British director Robert Chevara on Blonde Poison, a play based on the amazing true story of Stella Goldschlag, the Jewish bombshell who operated as a Gestapo agent in Nazi Berlin.
How did you come across the Goldschlag story?
The playwright Gail Louw sent it to me. While reading it, I became obsessed with the idea: “What would I have done in that circumstance?” I think that’s the question we can ask the audience.
How close is the play to Peter Wyden’s first-hand biography, Stella?
Very close. But Wyden’s book was very subjective. He was a former schoolmate who’d escaped Nazi Germany and as a boy he had been madly in love with Stella. She was the Marilyn of the school! So, with Gail’s play, it was great to have a Jewish woman’s point of view. It’s extraordinarily nuanced and presents a complex, multi-layered view of both Stella’s circumstances and the times.
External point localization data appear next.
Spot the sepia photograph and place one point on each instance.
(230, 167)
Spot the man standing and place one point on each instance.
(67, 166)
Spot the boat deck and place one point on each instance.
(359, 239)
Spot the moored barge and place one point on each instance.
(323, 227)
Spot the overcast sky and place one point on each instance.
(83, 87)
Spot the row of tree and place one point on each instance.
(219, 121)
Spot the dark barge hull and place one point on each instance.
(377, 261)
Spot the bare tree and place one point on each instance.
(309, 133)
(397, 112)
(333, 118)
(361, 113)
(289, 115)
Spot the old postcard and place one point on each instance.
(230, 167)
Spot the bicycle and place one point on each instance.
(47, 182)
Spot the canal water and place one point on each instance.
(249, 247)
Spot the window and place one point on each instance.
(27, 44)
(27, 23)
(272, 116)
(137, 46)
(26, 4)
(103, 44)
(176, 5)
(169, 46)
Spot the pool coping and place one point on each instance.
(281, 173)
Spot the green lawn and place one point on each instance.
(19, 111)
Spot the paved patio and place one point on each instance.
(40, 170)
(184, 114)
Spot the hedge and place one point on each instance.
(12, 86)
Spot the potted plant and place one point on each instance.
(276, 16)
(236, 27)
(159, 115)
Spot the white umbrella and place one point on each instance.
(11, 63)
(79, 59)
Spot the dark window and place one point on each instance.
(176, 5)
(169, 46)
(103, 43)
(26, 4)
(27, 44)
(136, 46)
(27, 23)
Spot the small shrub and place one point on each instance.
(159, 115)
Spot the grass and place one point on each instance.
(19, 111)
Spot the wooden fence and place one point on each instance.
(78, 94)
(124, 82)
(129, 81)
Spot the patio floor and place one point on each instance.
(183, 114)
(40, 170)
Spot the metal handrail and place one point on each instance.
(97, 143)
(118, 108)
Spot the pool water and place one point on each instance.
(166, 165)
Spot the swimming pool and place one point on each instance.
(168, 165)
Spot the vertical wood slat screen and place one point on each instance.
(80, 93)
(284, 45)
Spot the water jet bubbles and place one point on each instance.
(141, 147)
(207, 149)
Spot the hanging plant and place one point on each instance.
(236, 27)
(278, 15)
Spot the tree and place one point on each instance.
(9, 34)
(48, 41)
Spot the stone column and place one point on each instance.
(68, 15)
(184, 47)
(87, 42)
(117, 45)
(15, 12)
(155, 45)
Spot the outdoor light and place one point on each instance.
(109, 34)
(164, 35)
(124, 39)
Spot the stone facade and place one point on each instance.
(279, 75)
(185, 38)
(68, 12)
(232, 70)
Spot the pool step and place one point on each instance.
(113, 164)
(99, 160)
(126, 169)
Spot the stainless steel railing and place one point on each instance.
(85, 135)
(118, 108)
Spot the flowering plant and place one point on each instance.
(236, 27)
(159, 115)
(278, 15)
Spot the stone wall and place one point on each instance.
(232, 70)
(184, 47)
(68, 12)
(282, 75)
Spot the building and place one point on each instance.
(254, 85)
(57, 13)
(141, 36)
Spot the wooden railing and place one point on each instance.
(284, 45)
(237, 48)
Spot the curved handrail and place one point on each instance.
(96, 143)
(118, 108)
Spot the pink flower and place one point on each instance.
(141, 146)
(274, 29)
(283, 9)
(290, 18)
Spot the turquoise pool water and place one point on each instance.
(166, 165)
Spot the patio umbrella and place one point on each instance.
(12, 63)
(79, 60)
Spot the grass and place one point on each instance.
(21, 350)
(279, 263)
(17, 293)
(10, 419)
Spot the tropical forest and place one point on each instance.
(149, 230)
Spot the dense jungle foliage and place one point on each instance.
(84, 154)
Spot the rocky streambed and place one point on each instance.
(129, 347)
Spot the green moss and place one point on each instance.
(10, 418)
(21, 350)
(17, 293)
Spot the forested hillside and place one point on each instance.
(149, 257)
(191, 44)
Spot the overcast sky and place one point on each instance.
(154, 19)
She was a very successful “Greifer” (catcher) helping the Gestapo arrest countless fellow underground Jews. How did she do it?
As a former pupil of the Jewish Goldschmidt School she knew a lot of potential targets in Berlin. She used her cover as an “U-boat” (underground Jew) and met fellow Jews in hiding, promising them food coupons or “a way to escape”. She’d arrange to meet them, then bring the Gestapo in. The amount of people she actually helped catch ranges from the hundreds to the thousands. There’s a lot of hotly contested information about Stella out there.
She was lured into collaboration through torture and the promise her parents would be spared. But how do you explain that she carried on, even after the Nazis actually murdered her family?
I don’t know whether anyone can explain it. After her parents (and later, her first husband, Manfred Kübler) were murdered in a camp, she carried on – more ferociously so. But then, she’d been tortured and isolated and could have suffered psychological damage like a form of post-traumatic stress disorder or Stockholm Syndrome… who knows? She was a beautiful blue-eyed blonde, and she was obsessed with the idea of looking and passing as Aryan. She’d sang with a jazz band before the War and craved a career where she wasn’t identified as Jewish.
The play has been produced across the world, including the UK, USA, South Africa and New Zealand, but never in Germany. Was there any resistance to putting this play on in Berlin?
It’s interesting because a few theaters we approached said: “We’re not sure about the material, we would have to think about it.” That was really the long no. So, Dulcie Smart [who stars as Stella] and I decided to produce it ourselves. We also heard: “Why do you want to show a bad Jew during this time of antisemitism?” But it’s not about the monster in her, it’s about the monsters who created her.